Article: A carboniferous chondrichthyan assemblage from residues within a Triassic karst system at Cromhall quarry, Gloucestershire, England
Claire Behan, Gordon Walken and Gilles Cuny
Sixteen different Lower Carboniferous (Tournaisian Courceyan to Chadian age, Mississippian) chondrichthyan teeth types have been extracted from Triassic erosional/aeolian fills in shallow karst systems found in the limestone quarry at Cromhall, Gloucestershire, England. These Carboniferous teeth have been found within a much larger assemblage of disarticulated bones and teeth belonging to small late Triassic terrestrial reptiles, for which Cromhall quarry is famous. The Carboniferous teeth are derived fossils, released during subaerial dissolution of the surrounding limestones.
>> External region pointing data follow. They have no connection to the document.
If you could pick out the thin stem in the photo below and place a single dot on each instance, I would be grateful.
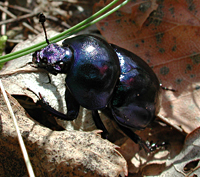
(21, 142)
(82, 25)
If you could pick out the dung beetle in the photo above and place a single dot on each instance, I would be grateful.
(102, 76)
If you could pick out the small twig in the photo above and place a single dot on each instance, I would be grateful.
(22, 9)
(21, 142)
(52, 18)
(165, 120)
(18, 18)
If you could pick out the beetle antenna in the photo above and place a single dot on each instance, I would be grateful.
(42, 19)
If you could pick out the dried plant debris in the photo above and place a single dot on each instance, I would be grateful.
(55, 153)
(187, 162)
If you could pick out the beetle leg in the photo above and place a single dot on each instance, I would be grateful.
(72, 106)
(136, 139)
(99, 124)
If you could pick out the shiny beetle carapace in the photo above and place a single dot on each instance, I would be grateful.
(102, 76)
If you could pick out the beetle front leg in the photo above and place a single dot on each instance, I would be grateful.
(72, 106)
(99, 124)
(138, 140)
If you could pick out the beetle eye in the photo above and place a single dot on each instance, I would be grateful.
(44, 60)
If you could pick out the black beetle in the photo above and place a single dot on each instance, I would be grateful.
(102, 76)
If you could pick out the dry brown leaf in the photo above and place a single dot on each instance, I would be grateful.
(168, 39)
(54, 153)
(187, 162)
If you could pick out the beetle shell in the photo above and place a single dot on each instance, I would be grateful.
(94, 71)
(136, 99)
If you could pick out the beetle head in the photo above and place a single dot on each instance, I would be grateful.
(54, 58)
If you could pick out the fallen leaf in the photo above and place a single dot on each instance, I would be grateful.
(54, 153)
(168, 39)
(187, 162)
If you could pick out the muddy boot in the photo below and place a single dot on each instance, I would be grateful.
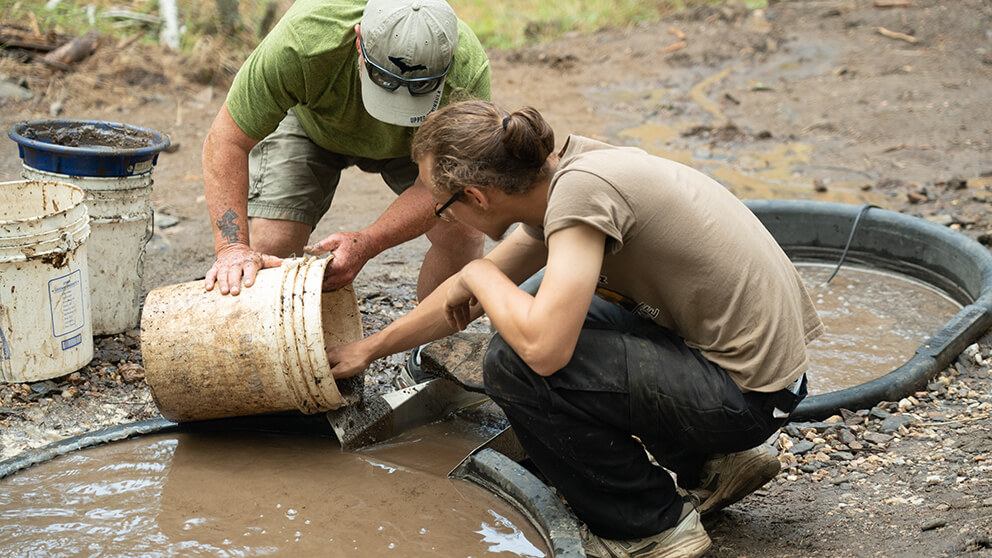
(728, 478)
(687, 539)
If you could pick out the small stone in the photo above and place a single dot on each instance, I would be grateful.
(876, 438)
(879, 413)
(801, 447)
(892, 423)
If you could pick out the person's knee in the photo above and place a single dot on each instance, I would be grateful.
(506, 376)
(457, 238)
(282, 238)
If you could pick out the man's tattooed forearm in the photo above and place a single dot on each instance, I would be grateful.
(227, 227)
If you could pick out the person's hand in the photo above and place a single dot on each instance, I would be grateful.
(347, 360)
(351, 253)
(237, 264)
(458, 305)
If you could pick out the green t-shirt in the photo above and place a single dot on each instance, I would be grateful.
(308, 63)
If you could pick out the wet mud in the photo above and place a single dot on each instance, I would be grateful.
(90, 135)
(250, 494)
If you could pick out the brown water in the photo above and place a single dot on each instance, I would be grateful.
(874, 323)
(254, 494)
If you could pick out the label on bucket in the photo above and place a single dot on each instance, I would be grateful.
(65, 296)
(72, 341)
(141, 167)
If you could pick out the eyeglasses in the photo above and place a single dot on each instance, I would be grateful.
(388, 80)
(439, 209)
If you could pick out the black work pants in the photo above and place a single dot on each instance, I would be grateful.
(578, 424)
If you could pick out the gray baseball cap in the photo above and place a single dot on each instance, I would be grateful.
(408, 46)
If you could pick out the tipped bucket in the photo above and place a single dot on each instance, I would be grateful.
(45, 328)
(112, 163)
(211, 356)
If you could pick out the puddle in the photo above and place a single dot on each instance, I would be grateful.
(762, 170)
(874, 323)
(261, 494)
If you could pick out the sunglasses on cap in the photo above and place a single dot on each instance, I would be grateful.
(388, 80)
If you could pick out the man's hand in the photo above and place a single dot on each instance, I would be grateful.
(236, 264)
(347, 360)
(351, 251)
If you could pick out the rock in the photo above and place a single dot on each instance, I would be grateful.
(893, 423)
(879, 413)
(878, 439)
(801, 447)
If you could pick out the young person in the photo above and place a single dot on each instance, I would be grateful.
(668, 330)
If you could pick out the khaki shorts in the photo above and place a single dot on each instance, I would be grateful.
(292, 178)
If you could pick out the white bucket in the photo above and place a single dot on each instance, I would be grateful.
(209, 355)
(121, 223)
(45, 326)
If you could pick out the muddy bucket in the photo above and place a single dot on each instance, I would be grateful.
(112, 163)
(45, 328)
(211, 356)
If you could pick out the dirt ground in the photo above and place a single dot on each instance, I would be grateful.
(830, 100)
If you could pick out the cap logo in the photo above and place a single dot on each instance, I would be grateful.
(402, 65)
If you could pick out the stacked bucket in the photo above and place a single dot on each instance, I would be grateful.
(72, 242)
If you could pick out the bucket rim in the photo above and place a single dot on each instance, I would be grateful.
(60, 213)
(160, 140)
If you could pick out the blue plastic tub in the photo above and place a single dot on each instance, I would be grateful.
(88, 147)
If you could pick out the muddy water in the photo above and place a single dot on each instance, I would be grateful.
(874, 323)
(252, 494)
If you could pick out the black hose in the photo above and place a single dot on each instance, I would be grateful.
(857, 219)
(88, 439)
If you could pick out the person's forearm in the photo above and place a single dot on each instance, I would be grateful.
(423, 324)
(225, 181)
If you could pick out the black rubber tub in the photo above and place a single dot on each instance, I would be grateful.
(812, 231)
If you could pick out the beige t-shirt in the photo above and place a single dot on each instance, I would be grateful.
(682, 251)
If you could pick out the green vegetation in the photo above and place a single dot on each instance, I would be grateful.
(511, 23)
(502, 24)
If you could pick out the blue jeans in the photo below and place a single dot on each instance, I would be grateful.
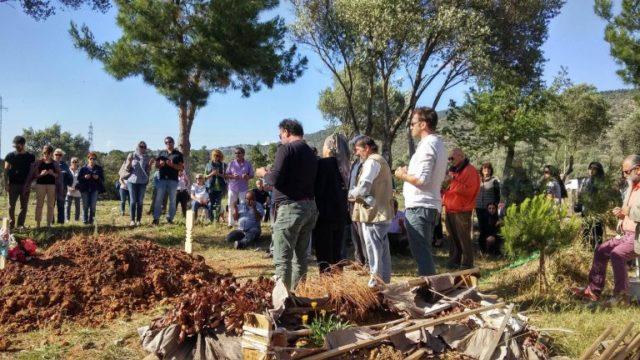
(124, 198)
(89, 200)
(76, 202)
(60, 202)
(136, 199)
(164, 187)
(376, 244)
(420, 225)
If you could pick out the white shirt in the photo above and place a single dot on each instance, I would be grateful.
(200, 192)
(429, 165)
(368, 173)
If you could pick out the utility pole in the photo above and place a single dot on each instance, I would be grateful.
(2, 109)
(90, 137)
Owing to low specimen numbers and uncertainty of intraspecific character, 10 types of teeth are left in open nomenclature, although it is likely they represent new taxa. They belong to Jalodus, Ctenacanthiformes, Protacrodus, Orodus, Chomatodus, Petalodontidae, Euchondrocephali?, Helodus and Psephodus. A new genus and species, Cromhallia parvunda, of indeterminate phylogenetic relationships, is also erected. The assemblage includes also an identified suite comprising Thrinacodus ferox, Bransonella cf. nebraskensis and Stethacanthus cf. altonensis. The identification of all fish teeth found in the Cromhall assemblages as derived fossils from the Carboniferous removes any ambiguity regarding the fully terrestrial nature of the late Triassic fauna preserved in the residue-bearing karst systems.